Ceding control to foreign regulators is just one of the ways in which the SEC seems to be chipping away at its own authority. Yesterday, the agency announced it had reached agreement with the Federal Reserve to share information and cooperate more closely. That sounds reasonable, but it comes after the Fed shunted the commission aside and took control of the Bear Stearns crisis back in March. Since then there have been prominent articles, such as one on the front page of the Wall Street Journal, playing up the criticism of SEC Chairman Christopher Cox.

And then there’s the fact that in March Treasury Secretary Henry Paulson proposed an overhaul of the financial regulatory system that gave a diminished role to the SEC. Paulson’s plan has gone nowhere, but it added to the impression that the SEC’s star is waning.

The SEC is hardly a flawless agency, but the alternatives would probably be significantly worse in terms of investor protection and corporate accountability. As much as some of us harp on the limitations of SEC disclosure rules, for instance, there is a lot less transparency abroad. The only other country, to my knowledge, that requires companies to reveal a significant amount about their operations and their finances, and then makes those filings available at no cost on the web is Canada, with its SEDAR system. Allowing U.S. companies to follow foreign rules may or may not help their competitiveness, but it will in all likelihood allow them to operate with a lot less scrutiny.

Would Paulson’s CBRA Have Fangs?

Although anything coming from the Bush Administration has to be regarded with suspicion, one aspect of the Treasury Secretary Henry Paulson’s plan to revamp the regulation of financial institutions is intriguing. As part of the replacement of the current alphabet soup of agencies with a new minestrone, Paulson called for the creation of a single entity to oversee consumer protection issues relating to all regulated financial institutions. Although the Paulson blueprint often refers to this as the “business conduct regulator,” the formal proposed name is the Conduct of Business Regulatory Agency, or CBRA for short.

The new agency would combine selected functions now handled (or neglected) by entities such as the Securities and Exchange Commission and the various bank regulators. Other SEC functions—presumably including oversight of the securities of non-financial companies—would apparently reside in a new agency formed by the merger of the SEC and the Commodity Futures Trading Commission.

CBRA’s proposed mission is described (p.19) as follows:

Business conduct regulation in this context includes key aspects of consumer protection such as disclosures, business practices, and chartering and licensing of certain types of financial firms.

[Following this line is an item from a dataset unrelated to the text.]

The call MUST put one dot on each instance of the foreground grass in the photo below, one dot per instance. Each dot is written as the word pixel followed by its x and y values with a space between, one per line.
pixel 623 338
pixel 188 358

One agency responsible for all financial products should bring greater consistency to areas of business conduct regulation where overlapping requirements currently exist. The business conduct regulator’s chartering and licensing function should be different than the prudential regulator’s financial oversight responsibilities. More specifically, the focus of the business conduct regulator should be on providing appropriate standards for firms to be able to enter the financial services industry and sell their products and services to customers… CBRA’s main areas of authority would include disclosure issues related to policy forms, unfair trade practices, and claims handling procedures.

It’s difficult to know how seriously to take this. Is Paulson suggesting that CBRA would be able to establish strict consumer protection standards before a company is allowed to set up shop anywhere in the financial services marketplace? If so, then bring it on.

Also appealing (from a researcher’s perspective) is the emphasis on disclosure, especially relating to information apart from data that Paulson puts under the purview of the “corporate finance regulator.” Today, the disclosure needs of investors are too often put ahead of the disclosure needs of consumers, workers and the general public.

Paulson’s blueprint may go nowhere, but if it does, let’s hope that his CBRA would really have fangs.